Manufacturers sell beta-hydroxy-beta-methylbutyrate, commonly referred to as HMB, as an over-the-counter weight gain pill. Manufacturers tout HMB as a way to gain lean muscle. Body builders, cancer patients and those suffering from AIDS wasting take this supplement, but clinical evidence to support its efficacy has been inconclusive, according to information from the Memorial Sloan-Kettering Cancer Center.


Athletes and other individuals use creatine for weight gain. Creatine is one of 22 amino acids—the building blocks of protein—found naturally in the human body, as well as in meat and fish. Competitive athletes and body builders take creatine pills or powder to increase weight by gaining lean muscle mass. Although the scientific evidence to support these claims is weak, Americans spend approximately $14 million annually on creatine supplements, according to the University of Maryland Medical Center.


Your underweight teen may have a nutrient deficiency that can be corrected by consuming a standard over-the-counter multivitamin pill with iron, explains the Center for Young Women’s Health at Children’s Hospital Boston. The high metabolism of teenagers and the nutritional requirements during growth spurts, combined with exercising a lot, can keep your teen from gaining weight. Contact a health professional for the best options to treat an underweight teen.

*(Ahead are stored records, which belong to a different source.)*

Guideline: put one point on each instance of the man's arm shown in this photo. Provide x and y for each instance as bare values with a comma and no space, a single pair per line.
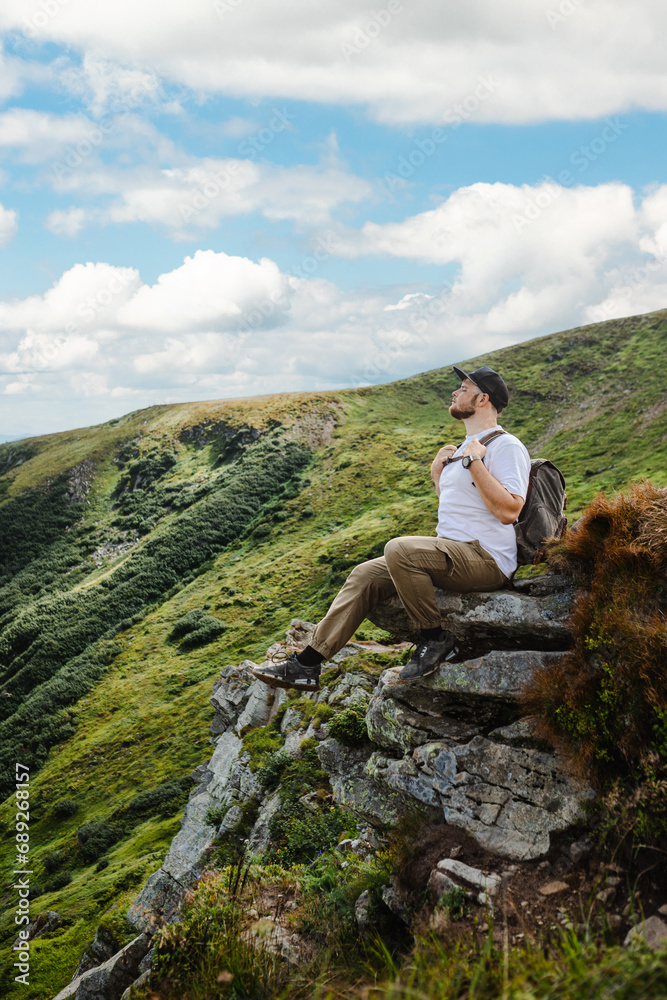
438,464
498,501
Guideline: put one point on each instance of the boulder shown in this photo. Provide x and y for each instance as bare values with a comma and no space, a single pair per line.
352,788
260,835
109,980
509,799
160,899
501,619
489,882
103,947
457,702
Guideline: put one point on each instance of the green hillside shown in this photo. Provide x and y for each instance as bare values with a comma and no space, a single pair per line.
234,516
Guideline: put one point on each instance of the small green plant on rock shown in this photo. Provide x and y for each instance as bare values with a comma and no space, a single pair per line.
452,903
349,726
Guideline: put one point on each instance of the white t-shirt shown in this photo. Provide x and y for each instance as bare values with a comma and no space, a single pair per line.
462,514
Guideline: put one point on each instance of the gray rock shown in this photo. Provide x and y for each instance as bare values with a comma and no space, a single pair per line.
542,586
439,884
103,947
231,819
509,799
146,963
459,701
260,834
519,734
397,900
160,899
230,694
353,788
136,985
405,716
361,915
350,689
405,779
109,980
502,619
490,882
290,720
653,931
258,705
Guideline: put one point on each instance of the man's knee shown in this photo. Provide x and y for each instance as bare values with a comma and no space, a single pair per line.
394,552
363,572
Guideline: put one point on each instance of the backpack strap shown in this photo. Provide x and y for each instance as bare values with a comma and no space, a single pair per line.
484,441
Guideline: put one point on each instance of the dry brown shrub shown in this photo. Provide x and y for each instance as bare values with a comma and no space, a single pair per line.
605,704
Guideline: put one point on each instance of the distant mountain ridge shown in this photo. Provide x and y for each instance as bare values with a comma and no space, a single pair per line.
221,521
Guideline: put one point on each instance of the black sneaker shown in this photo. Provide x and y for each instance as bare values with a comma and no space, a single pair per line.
428,655
289,673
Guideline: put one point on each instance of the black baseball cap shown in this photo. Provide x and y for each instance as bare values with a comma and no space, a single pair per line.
489,382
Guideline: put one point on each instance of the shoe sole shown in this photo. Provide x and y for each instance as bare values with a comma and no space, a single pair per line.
279,682
418,677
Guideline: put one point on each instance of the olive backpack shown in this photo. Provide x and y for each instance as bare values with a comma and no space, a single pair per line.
543,513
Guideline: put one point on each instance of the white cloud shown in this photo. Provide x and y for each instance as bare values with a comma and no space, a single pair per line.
38,136
8,225
15,73
407,61
221,325
66,222
107,87
197,197
527,255
209,291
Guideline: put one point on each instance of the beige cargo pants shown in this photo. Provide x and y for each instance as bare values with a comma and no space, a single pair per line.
411,567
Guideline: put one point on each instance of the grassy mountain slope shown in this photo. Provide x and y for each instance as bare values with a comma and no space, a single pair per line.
246,513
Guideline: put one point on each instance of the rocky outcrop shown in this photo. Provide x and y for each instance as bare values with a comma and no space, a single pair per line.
452,745
240,702
533,616
109,980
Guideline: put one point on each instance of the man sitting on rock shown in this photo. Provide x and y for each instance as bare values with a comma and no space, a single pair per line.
482,488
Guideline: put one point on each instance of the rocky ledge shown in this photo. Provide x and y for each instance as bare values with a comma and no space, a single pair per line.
452,745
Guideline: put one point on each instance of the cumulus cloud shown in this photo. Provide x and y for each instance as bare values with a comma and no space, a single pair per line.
209,291
186,200
8,225
408,62
527,256
529,260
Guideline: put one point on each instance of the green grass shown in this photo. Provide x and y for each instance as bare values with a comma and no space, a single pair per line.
599,410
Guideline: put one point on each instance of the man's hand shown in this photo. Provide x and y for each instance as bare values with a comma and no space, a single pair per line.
498,501
474,448
438,464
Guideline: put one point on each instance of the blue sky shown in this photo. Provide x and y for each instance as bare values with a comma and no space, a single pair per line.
236,197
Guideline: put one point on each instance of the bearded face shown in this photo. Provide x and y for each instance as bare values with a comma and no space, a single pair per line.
464,409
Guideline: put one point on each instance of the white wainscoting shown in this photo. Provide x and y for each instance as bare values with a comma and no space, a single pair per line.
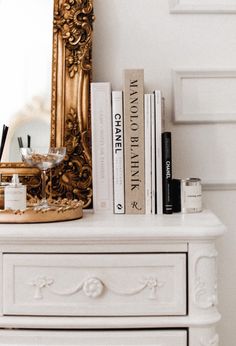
202,6
204,96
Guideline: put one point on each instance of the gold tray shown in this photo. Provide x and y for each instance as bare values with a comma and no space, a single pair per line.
61,210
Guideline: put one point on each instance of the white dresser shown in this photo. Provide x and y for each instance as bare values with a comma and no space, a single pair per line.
111,280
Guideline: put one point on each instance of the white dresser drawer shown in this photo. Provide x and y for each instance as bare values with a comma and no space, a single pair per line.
88,338
94,285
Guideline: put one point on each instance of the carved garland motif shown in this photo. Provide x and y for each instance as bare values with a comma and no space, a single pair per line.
205,297
94,287
74,20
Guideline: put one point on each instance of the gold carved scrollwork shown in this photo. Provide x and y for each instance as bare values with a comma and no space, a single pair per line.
73,20
70,107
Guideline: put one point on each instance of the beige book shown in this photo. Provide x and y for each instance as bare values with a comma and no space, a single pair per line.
134,141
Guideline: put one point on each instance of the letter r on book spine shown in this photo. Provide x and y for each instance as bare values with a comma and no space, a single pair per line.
118,152
101,146
134,141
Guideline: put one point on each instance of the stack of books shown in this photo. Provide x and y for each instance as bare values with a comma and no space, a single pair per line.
131,152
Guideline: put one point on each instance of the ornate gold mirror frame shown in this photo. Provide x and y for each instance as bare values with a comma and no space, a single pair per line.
70,112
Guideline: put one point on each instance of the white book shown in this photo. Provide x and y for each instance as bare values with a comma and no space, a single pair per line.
148,151
153,153
158,132
118,152
101,147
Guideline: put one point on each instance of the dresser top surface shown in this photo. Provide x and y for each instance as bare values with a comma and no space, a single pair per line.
128,227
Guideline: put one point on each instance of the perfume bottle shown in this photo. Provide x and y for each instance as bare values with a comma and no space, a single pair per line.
15,195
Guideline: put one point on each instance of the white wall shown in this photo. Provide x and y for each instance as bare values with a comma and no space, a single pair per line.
142,33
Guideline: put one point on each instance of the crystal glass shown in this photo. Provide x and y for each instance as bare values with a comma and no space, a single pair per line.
44,159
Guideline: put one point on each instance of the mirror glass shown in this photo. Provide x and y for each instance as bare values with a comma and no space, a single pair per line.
26,29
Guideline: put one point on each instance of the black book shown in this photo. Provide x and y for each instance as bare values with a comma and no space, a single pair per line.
167,173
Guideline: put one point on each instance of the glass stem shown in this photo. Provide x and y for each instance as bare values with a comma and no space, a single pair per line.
43,176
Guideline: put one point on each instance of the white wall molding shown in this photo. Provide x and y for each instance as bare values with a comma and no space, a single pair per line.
204,96
218,186
202,6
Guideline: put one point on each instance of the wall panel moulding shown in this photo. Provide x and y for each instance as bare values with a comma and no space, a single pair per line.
204,96
202,6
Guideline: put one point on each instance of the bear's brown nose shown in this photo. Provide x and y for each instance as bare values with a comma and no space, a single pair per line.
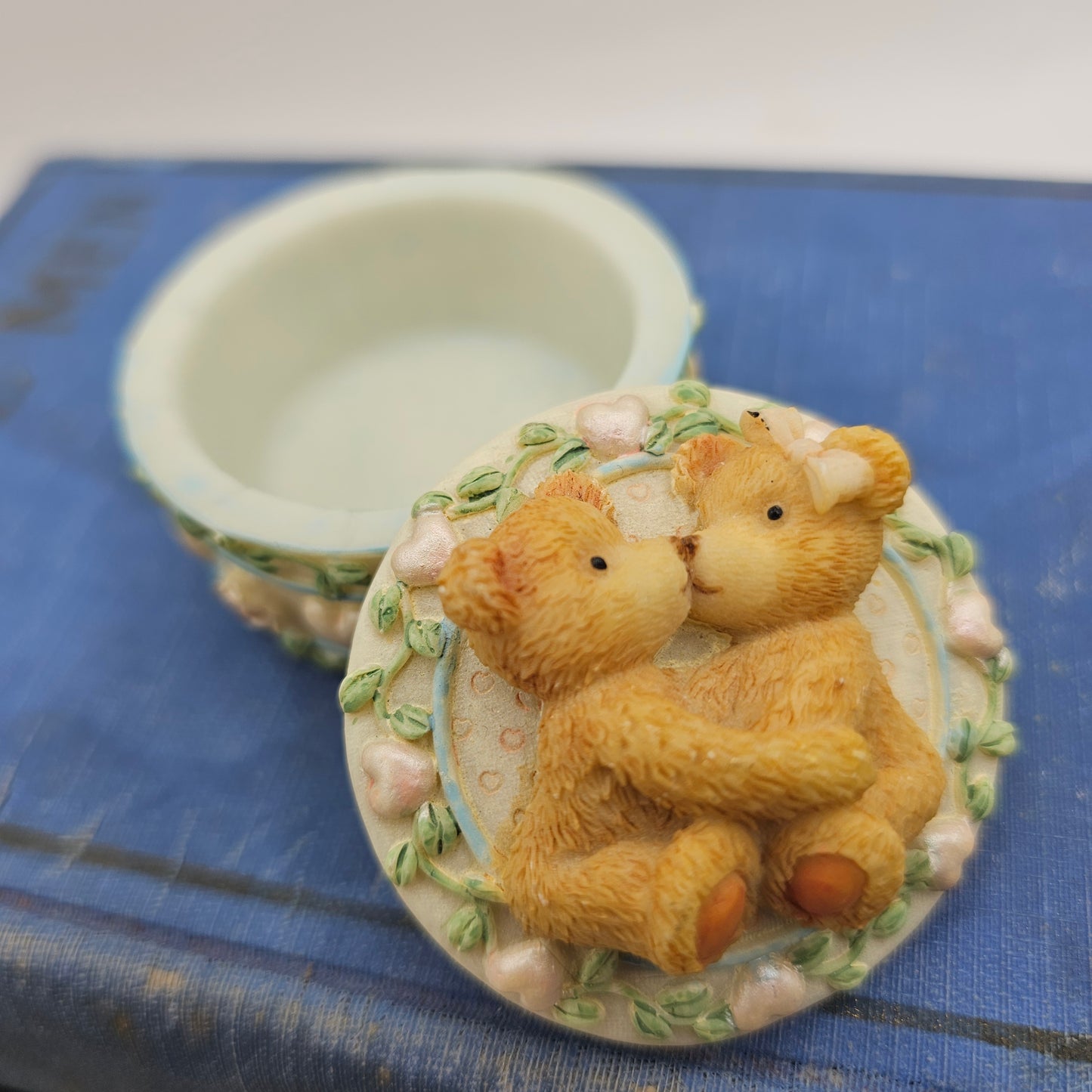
687,546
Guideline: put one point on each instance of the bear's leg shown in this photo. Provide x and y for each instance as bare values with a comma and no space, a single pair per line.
596,900
837,868
704,893
677,902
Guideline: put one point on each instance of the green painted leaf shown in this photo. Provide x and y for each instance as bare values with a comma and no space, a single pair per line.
331,660
401,864
411,722
812,950
960,552
481,887
537,432
360,688
685,1001
1001,669
998,739
326,588
849,976
191,527
431,501
660,436
694,424
425,638
649,1019
981,797
478,481
691,392
598,967
508,500
579,1010
914,542
348,572
436,829
385,606
892,918
716,1025
571,456
961,741
466,927
295,643
917,871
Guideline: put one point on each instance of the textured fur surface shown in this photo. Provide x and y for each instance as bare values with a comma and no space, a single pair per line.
639,807
784,589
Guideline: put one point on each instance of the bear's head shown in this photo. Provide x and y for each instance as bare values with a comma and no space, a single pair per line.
556,596
789,527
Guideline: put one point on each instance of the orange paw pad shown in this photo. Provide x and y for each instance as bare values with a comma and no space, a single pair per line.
721,917
826,883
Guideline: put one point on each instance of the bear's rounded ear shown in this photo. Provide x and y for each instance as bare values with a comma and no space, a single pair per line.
472,588
890,468
577,487
771,425
698,460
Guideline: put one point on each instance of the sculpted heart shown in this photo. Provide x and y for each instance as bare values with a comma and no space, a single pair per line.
614,428
527,969
969,623
419,559
401,777
948,841
766,991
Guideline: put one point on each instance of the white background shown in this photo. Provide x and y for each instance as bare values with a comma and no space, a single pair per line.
969,86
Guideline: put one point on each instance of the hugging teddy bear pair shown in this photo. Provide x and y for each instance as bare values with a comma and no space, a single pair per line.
665,806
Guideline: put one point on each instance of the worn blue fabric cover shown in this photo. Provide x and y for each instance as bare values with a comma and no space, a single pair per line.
187,899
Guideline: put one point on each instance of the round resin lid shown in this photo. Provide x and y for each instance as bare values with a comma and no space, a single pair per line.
442,750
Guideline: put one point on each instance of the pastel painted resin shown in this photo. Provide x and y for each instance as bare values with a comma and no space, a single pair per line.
270,392
710,735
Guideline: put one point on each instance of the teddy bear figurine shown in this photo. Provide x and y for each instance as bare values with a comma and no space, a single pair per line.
790,533
638,834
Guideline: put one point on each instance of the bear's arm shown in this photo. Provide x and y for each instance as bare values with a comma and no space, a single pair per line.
797,680
680,759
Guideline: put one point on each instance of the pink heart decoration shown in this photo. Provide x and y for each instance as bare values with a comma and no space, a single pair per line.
969,623
765,991
949,842
419,561
401,778
614,428
527,969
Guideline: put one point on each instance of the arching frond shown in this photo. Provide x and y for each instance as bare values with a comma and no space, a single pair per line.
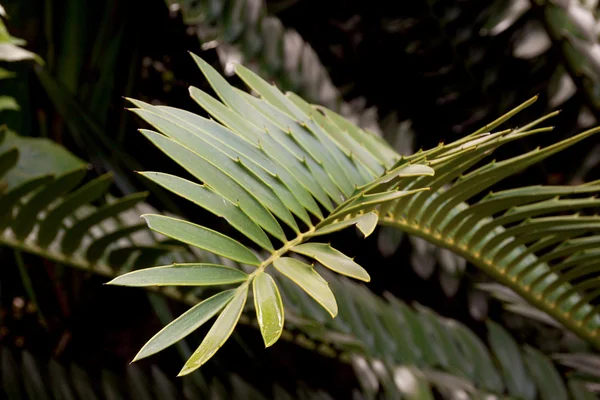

The Anabolic Steroid Control Act

Signed into law in October 2004, the Anabolic Steroid Control Act reclassifies a number of steroids once available over-the-counter as controlled substances. Ads for these steroids claimed to promote weight gain through increased muscle mass. However, steroids—now only available by prescription—cause significant side effects, including testicle shrinkage in men, increased risk of breast cancer in women and stunted growth in children.